Buildroot Archive on lore.kernel.org
 help / color / mirror / Atom feed
* [Buildroot] autobuild: group similar failures
@ 2012-05-14 21:22 Yann E. MORIN
  2012-05-15  6:32 ` Arnout Vandecappelle
  0 siblings, 1 reply; 2+ messages in thread
From: Yann E. MORIN @ 2012-05-14 21:22 UTC (permalink / raw)
  To: buildroot

Hello All!

Today, the autobuild logs are displayed on http://autobuild.buildroot.org/
and provide access to all the build logs, whether they were a successful
build, or there was a failure.

Although successful builds are nice, the interesting logs are those that
relate to build failures. Having the ability to sort and categorise those
failed logs would hopefully help in solving the most common build failures.

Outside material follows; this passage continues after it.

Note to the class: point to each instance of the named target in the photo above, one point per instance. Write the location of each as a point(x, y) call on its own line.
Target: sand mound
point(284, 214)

For example, in the recent past, there were two related alsa-libs build
failures on PowerPC:
  http://autobuild.buildroot.net/results/a8471598a379e5dbecef539479b968947474ef22/
  http://autobuild.buildroot.net/results/05b306ee2fa909420e4bc1f9faa7a35d17d786a7/

I did not look in details, but it may well be that there are other similar
build failures of alsa-libs on PowerPC. Solving the error in one of those
builds would also solve the other(s).

So, we need a heuristic to detect how similar two failed build logs are, and
eventually group those failures together. Below is such simple heuristic:

 1- extract the last 100 lines-or-so from two build logs (already done)
 2- sort each extract
 3- diffstat the sorted extracts
 4- the lower the number of different lines, the higher the similarity

For example, for these two build logs:
  diff -du a847159-100.sorted 05b306e-100.sorted |diffstat 
  05b306e-100.sorted |   18 +++++++++---------
   1 file changed, 9 insertions(+), 9 deletions(-)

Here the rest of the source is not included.